I think that each of us, at one point or another, has at least thought of retelling (or “re-imagining”) one of the stories that made us fall in love with books. This is a natural stop along the author’s path. But while most authors force themselves away from this idea rather quickly (again, desiring to “do something new” and to “not be seen as derivative”), some of us return to that spot and settle down for a while. Why not? That spot offers a nice view. And anyway, it is an altogether unique and enjoyable challenge to create “something new” out of something that is already a permanent part of the literary fabric.
When writing a book that alludes in a significant way to an earlier work(s), do you expect the potential readers to be lovers of the original, or is there an altogether different audience?

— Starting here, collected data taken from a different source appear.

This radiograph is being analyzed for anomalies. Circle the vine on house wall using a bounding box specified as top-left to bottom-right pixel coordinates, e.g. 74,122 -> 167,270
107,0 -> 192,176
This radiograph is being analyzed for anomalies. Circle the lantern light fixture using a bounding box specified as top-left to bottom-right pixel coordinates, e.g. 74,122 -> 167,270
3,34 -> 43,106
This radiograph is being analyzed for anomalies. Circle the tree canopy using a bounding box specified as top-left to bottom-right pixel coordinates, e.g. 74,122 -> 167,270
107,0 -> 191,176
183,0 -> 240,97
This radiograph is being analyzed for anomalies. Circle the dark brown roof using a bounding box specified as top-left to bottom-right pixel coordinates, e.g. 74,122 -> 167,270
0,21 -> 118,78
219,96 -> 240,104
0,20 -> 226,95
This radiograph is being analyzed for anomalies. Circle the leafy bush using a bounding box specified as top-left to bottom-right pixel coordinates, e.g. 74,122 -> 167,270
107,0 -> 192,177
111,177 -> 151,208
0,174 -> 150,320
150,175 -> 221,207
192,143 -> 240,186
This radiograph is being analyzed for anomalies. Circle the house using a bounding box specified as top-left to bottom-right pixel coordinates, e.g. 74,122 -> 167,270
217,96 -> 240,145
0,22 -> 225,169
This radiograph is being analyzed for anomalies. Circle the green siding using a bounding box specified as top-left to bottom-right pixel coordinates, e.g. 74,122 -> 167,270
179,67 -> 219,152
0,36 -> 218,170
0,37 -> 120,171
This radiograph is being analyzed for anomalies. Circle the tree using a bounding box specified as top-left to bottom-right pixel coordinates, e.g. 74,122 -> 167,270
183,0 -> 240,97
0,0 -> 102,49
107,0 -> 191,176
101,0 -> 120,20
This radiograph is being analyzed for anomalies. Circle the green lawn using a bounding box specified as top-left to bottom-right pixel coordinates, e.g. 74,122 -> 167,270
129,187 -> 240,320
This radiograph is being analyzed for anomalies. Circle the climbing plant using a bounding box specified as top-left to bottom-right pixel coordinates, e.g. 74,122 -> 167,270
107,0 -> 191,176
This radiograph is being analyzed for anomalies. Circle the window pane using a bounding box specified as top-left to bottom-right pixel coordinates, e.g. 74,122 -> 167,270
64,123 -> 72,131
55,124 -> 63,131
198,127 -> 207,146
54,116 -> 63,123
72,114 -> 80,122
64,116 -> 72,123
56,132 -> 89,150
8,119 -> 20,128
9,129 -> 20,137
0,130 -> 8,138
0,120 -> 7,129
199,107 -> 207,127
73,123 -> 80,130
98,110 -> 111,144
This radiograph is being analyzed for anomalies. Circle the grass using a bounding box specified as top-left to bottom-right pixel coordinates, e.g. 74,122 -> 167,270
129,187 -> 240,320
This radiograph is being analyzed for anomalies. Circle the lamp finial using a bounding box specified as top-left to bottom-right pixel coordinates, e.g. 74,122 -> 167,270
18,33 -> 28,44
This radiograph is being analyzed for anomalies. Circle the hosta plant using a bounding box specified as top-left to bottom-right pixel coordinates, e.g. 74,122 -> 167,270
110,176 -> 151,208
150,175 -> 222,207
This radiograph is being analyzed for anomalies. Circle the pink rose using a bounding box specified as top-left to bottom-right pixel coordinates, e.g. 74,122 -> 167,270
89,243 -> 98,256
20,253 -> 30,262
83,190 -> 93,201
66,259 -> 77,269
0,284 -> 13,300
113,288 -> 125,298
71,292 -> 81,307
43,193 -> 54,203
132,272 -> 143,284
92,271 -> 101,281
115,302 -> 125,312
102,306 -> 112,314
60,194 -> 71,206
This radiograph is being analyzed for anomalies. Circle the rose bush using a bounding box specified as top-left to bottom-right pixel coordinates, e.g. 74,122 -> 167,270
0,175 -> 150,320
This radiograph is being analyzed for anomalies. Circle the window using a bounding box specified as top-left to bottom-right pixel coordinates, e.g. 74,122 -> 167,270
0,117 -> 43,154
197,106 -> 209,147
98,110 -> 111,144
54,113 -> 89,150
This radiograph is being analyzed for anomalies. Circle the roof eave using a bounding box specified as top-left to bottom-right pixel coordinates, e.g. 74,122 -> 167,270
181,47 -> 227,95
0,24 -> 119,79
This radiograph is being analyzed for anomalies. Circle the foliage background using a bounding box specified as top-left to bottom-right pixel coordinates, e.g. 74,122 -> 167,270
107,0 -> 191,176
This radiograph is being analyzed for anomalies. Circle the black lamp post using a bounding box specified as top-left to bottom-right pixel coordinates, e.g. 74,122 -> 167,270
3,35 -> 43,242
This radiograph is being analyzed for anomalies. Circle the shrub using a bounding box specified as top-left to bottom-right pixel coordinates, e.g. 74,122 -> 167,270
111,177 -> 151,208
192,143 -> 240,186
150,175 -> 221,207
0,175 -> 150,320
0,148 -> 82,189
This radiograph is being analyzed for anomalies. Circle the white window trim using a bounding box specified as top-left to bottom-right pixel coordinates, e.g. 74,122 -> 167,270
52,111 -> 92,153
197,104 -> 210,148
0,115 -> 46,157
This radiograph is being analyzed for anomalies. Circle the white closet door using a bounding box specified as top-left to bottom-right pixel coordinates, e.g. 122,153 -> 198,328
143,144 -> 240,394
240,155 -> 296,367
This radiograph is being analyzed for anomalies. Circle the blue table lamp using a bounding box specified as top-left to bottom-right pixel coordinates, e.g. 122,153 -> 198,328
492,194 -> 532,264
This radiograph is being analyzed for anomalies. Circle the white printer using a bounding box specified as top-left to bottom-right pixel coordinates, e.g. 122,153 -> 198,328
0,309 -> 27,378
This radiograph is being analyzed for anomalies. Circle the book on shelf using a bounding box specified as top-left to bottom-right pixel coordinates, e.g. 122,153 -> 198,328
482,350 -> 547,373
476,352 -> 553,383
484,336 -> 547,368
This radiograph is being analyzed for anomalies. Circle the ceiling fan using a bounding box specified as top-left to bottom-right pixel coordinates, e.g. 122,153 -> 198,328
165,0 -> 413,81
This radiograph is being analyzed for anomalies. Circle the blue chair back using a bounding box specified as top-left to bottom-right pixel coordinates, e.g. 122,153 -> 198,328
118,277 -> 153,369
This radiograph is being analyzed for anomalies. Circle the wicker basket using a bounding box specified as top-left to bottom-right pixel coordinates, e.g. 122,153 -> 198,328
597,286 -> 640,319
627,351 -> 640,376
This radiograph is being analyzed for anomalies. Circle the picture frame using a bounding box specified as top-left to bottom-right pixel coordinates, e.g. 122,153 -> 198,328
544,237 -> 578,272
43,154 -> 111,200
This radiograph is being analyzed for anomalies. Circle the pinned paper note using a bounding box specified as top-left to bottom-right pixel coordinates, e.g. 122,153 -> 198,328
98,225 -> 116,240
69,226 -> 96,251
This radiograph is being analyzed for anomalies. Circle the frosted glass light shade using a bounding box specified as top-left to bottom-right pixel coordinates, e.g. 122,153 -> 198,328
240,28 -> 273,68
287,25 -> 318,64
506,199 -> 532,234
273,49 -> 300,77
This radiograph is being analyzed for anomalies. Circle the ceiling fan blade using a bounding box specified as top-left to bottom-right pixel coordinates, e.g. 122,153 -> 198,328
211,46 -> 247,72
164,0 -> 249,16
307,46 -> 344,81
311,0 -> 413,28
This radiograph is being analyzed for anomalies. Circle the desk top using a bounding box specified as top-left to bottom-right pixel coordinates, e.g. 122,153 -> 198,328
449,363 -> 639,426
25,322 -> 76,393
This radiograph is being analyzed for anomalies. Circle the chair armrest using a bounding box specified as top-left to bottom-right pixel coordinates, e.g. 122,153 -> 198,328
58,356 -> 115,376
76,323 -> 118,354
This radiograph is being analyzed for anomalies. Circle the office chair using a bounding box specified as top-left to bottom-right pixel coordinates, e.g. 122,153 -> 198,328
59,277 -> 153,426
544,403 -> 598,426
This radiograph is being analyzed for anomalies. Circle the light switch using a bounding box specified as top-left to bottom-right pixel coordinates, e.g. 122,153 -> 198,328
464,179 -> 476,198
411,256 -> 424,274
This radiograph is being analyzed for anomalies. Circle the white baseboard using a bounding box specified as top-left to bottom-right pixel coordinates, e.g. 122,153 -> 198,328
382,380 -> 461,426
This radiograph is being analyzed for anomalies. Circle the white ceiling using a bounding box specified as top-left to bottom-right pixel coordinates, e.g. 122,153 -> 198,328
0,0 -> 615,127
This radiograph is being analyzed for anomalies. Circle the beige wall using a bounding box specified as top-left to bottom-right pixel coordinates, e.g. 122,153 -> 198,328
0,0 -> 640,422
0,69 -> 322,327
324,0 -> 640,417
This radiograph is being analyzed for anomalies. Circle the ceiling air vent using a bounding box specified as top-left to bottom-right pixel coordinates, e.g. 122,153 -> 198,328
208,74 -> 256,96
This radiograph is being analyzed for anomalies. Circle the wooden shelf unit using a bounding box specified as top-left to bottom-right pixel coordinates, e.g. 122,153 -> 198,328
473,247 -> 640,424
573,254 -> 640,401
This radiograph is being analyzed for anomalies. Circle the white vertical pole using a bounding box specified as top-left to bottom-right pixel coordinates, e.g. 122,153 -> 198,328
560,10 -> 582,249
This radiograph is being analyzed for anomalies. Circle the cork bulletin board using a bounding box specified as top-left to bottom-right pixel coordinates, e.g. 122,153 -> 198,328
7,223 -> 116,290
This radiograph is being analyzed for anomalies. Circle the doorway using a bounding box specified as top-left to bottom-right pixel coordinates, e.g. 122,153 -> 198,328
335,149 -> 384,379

JM Tohline: There are certainly readers who loved both The Great Gatsby and The Great Lenore; there are some who chose to dislike Lenore before they ever started it, simply because of their deep affection for Gatsby; there are still others who never read Gatsby and who thoroughly enjoyed Lenore as its own independent piece.
John Minichillo: All that matters is that I love the original. The original is something that stuck in my head over the years and the retelling is a way for my imagination to go back there and play around.
JM Tohline: When retelling a story, you must resign yourself to automatically creating more preconceived notions in the minds of readers than you would otherwise deal with. Sometimes, this is good; other times, this is bad.
Should the author of the original story of a retelling be acknowledged, either within the story, the introduction/acknowledgements, or the cover?
John Minichillo: That’s up to the marketing folks, right? From a literary perspective, if you wink at the past, you assume your readers are smart enough to get it, or if they don’t get it, the story still holds up.
Tommy Zurhellen: To me, the best part of retelling a story for a publisher is the chance to put “based on the play by William Shakespeare” (or whomever) on the bottom of the page or screen, so folks who would never read that play or old novel can feel like they’ve read it. It helps sell stuff. Is there creativity in recycling old parts? I definitely think so. There’s a lot of work in it, for sure.
John Minichillo: Because of GoodReads and blogging and all of that, there’s this weird thing with being a writer these days. I know people out there I’ve never met who are reading my book or about to read my book, and some of them feel like they need to go out and read Moby-Dick first to really get mine. I want to say, “No No No, just read it!” I feel like I’ve given them homework and my book is supposed to be fun.
JM Tohline: I remember reading The Perks of Being a Wallflower a few years back and writing in the margin of the book, “I wonder if he is going to allude to The Catcher in the Rye at any point,” as the vibe of Wallflower was so overwhelmingly similar to the vibe of Catcher. A few pages later, the narrator in Wallflower talked about how he was currently reading The Catcher in the Rye. Of course, Wallflower was not a retelling of Catcher, but you could tell that Chbosky was influenced by Salinger’s classic, and I was impressed and pleased that he provided this (as John put it) wink at the past. That’s important, I believe, when writing a book that takes elements from a long-ago classic.
Tommy, you’ve written two literary novels, Nazareth, North Dakota and the forthcoming Apostle Islands that both reimagine the Bible in a contemporary setting. Is the Bible literature? Can it be read as literature?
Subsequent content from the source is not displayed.